JOHNROSE: Is crime really down?
GRIFFITH: It is significantly down, yeah, significantly down. Since we imposed that curfew and state of emergency, there was not one crime against any visitor in Trinidad and Tobago, not one.
JOHNROSE: But typically there have not been crimes against visitors to Trinidad and Tobago.
GRIFFITH: That’s not true, that’s not true; in Tobago mostly and Trinidad, but there was not one since we imposed that…
JOHNROSE: But there was no curfew in Tobago.
GRIFFITH: Yeah, there was no curfew in Tobago, but the state of emergency was there, and the state of emergency, really, allows the national security forces to impose certain operations without having to run, get a warrant of certain things.
JOHNROSE: So you think it’s the state of emergency that has stopped crime against visitors in Tobago, because it’s not like it was out of hand.
GRIFFITH: It was never out of hand in Tobago, but there were some crimes against visitors. What I am saying to you is, since we imposed that curfew, that state of emergency, there is not one record in crime against any visitor. That’s what I am saying to you, so that has to be significant.

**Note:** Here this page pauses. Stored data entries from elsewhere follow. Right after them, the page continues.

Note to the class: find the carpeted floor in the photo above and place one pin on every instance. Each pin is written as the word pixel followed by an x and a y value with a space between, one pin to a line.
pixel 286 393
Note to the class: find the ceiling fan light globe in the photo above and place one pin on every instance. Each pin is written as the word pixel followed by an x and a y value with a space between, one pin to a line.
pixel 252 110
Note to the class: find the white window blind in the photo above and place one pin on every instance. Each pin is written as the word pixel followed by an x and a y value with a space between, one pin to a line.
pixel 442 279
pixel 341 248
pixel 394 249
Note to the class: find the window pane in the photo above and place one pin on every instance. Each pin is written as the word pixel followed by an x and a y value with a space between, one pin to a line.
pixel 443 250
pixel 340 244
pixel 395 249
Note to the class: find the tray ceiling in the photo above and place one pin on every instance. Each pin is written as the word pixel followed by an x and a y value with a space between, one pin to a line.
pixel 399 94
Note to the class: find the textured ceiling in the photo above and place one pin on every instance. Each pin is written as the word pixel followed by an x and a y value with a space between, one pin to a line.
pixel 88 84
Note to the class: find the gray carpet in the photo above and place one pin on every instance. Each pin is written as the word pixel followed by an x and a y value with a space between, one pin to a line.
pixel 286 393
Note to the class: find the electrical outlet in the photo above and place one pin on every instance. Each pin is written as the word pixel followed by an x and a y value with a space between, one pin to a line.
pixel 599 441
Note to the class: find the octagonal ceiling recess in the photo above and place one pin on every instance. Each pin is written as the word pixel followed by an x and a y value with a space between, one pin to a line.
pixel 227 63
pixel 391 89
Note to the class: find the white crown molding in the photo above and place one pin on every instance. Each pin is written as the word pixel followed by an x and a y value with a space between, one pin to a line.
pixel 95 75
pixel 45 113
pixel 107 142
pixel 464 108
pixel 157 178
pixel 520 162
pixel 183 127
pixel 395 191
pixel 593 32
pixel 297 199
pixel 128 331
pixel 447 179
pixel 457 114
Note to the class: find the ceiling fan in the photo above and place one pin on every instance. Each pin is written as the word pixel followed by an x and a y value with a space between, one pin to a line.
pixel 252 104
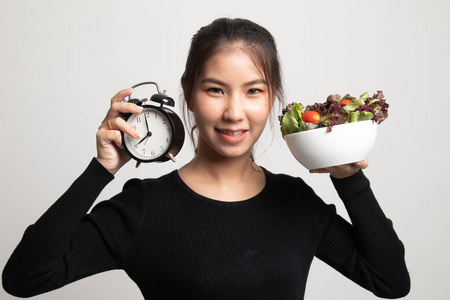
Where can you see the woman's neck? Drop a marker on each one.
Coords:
(223, 178)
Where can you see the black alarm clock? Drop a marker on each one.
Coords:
(161, 130)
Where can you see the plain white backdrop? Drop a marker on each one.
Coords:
(62, 61)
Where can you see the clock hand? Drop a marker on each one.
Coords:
(145, 138)
(146, 122)
(149, 134)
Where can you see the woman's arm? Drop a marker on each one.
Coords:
(368, 251)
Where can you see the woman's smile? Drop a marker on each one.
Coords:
(231, 103)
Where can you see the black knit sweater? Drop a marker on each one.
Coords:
(176, 244)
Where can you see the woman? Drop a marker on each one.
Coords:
(221, 227)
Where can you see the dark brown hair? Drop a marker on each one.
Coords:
(255, 40)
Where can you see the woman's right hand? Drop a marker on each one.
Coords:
(110, 152)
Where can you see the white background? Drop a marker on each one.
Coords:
(61, 62)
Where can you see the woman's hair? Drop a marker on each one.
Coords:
(254, 39)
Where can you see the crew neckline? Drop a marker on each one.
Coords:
(203, 198)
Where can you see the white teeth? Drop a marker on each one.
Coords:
(233, 133)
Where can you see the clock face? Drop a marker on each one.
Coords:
(156, 132)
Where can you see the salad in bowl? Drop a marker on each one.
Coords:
(339, 131)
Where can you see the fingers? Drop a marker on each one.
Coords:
(118, 106)
(107, 137)
(343, 171)
(121, 95)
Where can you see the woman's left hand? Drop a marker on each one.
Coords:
(343, 171)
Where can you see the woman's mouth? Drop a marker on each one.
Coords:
(232, 135)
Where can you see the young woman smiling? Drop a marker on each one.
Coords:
(221, 227)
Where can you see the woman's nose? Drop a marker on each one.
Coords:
(234, 110)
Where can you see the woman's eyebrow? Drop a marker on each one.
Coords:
(221, 83)
(256, 81)
(215, 81)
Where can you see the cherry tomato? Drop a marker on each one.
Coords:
(311, 117)
(345, 102)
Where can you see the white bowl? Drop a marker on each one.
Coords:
(346, 143)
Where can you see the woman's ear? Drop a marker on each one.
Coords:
(189, 101)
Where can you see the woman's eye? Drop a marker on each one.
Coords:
(254, 91)
(215, 91)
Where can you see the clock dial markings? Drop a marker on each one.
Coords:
(155, 143)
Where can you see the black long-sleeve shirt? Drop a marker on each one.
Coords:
(177, 244)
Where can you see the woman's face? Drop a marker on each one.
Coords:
(231, 104)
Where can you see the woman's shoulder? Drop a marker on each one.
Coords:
(167, 179)
(282, 179)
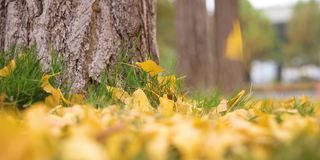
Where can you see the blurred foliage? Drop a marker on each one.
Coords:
(304, 34)
(259, 36)
(166, 34)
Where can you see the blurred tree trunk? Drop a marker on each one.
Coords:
(193, 46)
(88, 34)
(230, 74)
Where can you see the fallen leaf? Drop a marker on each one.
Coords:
(7, 70)
(150, 67)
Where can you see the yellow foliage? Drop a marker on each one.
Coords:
(234, 44)
(150, 67)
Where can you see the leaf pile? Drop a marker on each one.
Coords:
(176, 127)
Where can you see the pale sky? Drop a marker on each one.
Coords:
(259, 4)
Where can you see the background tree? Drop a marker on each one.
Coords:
(229, 73)
(304, 34)
(166, 34)
(259, 36)
(88, 34)
(193, 48)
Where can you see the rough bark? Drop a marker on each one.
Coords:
(230, 73)
(193, 47)
(88, 34)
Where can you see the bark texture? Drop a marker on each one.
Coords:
(230, 73)
(88, 34)
(193, 45)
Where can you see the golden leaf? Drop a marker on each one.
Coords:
(168, 81)
(150, 67)
(7, 70)
(120, 94)
(56, 94)
(234, 44)
(140, 101)
(236, 99)
(166, 105)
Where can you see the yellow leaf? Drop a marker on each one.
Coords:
(166, 105)
(7, 70)
(150, 67)
(77, 99)
(168, 81)
(222, 107)
(236, 99)
(234, 45)
(119, 94)
(140, 101)
(56, 94)
(53, 99)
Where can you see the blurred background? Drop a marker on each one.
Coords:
(271, 47)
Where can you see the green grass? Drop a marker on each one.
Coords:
(23, 86)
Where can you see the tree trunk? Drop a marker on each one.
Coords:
(194, 54)
(230, 73)
(88, 34)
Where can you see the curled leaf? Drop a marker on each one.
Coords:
(56, 95)
(7, 70)
(150, 67)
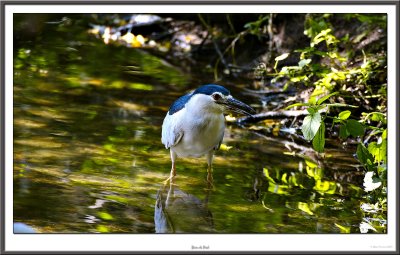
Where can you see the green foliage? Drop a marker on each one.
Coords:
(338, 76)
(311, 125)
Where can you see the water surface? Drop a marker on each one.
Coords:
(88, 156)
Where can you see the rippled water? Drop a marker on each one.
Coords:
(88, 156)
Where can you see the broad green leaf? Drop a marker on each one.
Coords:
(312, 100)
(355, 128)
(322, 99)
(344, 115)
(311, 125)
(297, 104)
(278, 189)
(319, 138)
(105, 216)
(304, 62)
(266, 174)
(364, 156)
(378, 151)
(343, 132)
(310, 163)
(384, 134)
(343, 229)
(305, 208)
(311, 110)
(282, 57)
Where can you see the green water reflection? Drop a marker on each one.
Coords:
(88, 156)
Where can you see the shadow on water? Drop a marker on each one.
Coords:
(179, 212)
(88, 156)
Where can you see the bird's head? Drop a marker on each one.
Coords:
(220, 99)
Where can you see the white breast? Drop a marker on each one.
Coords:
(202, 124)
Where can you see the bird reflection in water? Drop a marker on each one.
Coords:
(179, 212)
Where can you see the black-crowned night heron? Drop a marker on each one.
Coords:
(194, 125)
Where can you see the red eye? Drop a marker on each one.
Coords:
(216, 96)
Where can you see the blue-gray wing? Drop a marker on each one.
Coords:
(171, 130)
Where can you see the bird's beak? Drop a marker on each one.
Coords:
(237, 106)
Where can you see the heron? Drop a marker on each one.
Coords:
(194, 124)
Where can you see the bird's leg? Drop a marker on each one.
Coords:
(173, 169)
(210, 178)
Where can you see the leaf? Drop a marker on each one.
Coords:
(282, 57)
(364, 156)
(344, 115)
(343, 132)
(297, 104)
(322, 99)
(266, 174)
(378, 151)
(355, 128)
(311, 110)
(384, 134)
(311, 125)
(319, 138)
(105, 216)
(304, 62)
(225, 147)
(343, 229)
(304, 207)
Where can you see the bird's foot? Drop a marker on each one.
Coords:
(210, 180)
(170, 179)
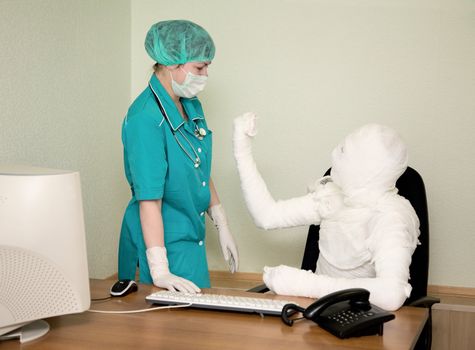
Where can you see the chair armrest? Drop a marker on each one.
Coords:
(259, 289)
(426, 302)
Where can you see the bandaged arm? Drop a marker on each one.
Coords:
(392, 251)
(266, 212)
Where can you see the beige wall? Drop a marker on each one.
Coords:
(313, 71)
(64, 88)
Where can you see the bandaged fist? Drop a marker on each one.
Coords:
(245, 125)
(328, 197)
(286, 280)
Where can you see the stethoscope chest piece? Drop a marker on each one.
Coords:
(200, 133)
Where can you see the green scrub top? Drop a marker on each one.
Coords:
(157, 167)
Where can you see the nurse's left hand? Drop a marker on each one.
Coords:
(226, 240)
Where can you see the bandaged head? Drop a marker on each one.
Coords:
(369, 161)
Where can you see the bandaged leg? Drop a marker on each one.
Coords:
(266, 212)
(387, 293)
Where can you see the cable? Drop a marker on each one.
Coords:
(140, 310)
(101, 299)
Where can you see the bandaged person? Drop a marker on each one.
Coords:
(368, 232)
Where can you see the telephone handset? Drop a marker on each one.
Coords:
(346, 313)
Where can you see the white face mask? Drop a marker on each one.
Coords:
(192, 85)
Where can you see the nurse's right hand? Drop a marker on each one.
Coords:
(161, 275)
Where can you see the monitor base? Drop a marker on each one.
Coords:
(28, 332)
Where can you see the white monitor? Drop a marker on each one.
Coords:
(43, 260)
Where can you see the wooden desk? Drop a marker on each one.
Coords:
(191, 329)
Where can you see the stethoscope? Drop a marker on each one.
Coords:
(199, 133)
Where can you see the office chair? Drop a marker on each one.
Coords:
(411, 186)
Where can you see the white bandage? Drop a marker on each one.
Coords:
(266, 212)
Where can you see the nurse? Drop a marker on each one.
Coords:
(167, 160)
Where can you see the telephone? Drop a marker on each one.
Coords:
(346, 313)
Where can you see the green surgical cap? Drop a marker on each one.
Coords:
(179, 42)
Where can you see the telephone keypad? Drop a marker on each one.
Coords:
(347, 317)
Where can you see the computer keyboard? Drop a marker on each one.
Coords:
(219, 302)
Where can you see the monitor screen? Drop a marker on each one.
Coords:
(43, 259)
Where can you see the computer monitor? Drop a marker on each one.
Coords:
(43, 260)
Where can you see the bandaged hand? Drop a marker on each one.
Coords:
(161, 275)
(328, 197)
(286, 280)
(226, 240)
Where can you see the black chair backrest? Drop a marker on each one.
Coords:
(411, 186)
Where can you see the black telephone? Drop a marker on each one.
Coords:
(346, 313)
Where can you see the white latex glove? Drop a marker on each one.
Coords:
(161, 275)
(228, 246)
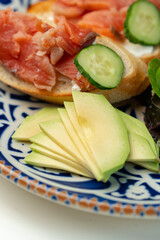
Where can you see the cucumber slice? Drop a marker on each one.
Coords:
(100, 65)
(142, 24)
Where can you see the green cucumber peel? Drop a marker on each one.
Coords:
(154, 75)
(93, 80)
(145, 38)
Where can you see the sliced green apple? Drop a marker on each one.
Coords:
(40, 160)
(89, 161)
(30, 125)
(56, 131)
(104, 130)
(44, 141)
(50, 154)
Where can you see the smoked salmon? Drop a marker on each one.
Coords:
(101, 16)
(30, 48)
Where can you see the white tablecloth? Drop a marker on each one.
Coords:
(24, 216)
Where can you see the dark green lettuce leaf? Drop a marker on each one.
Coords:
(154, 75)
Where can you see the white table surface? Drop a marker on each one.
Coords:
(28, 217)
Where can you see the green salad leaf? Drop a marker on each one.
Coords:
(154, 75)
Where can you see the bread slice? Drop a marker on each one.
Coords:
(43, 10)
(134, 80)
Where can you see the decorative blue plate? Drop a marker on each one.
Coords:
(131, 192)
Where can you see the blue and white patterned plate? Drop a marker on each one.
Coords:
(132, 192)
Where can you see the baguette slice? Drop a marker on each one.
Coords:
(43, 10)
(134, 80)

JOHNROSE: How about against locals?
GRIFFITH: There will always be crime. What we found, however, because of the imposition of the curfew, there were more domestic time crimes – you know, husband and wife or siblings or what have you – than what you call public or open crimes.
JOHNROSE: It went from outside to inside.
GRIFFITH: To inside. I don’t know what that suggests, but the jury is still out on that analysis. Maybe women and men realize, well listen, we are spending more time together and all of whatever anxieties may have existed started coming out in close proximity, and it resulted in some domestic violence. But let’s face it, in reality there is always going to be, you know, domestic violence, there’s always going to be crime in every nation. You show me a nation without crime. Look at the young people here today – a big protest going on in front of a big conference; I mean, not a congress, a parliament building. Look at last August – I saw on the TV this morning, they are still looking for terrorists, some of the people who burned places down. Did that affect tourism in London? I don’t know. And if it did, how long would it be, and should London impose a state of emergency or curfew? We had the strength to say, nation, we are not happy with the level of crime, we need to bring some control of it, we need to get rid of the gangs, which was a growing thing. You can’t find the gangs now, and we removed most of the guns that were on the streets; we removed them, the police brought all of them in – thousands of guns and ammunition.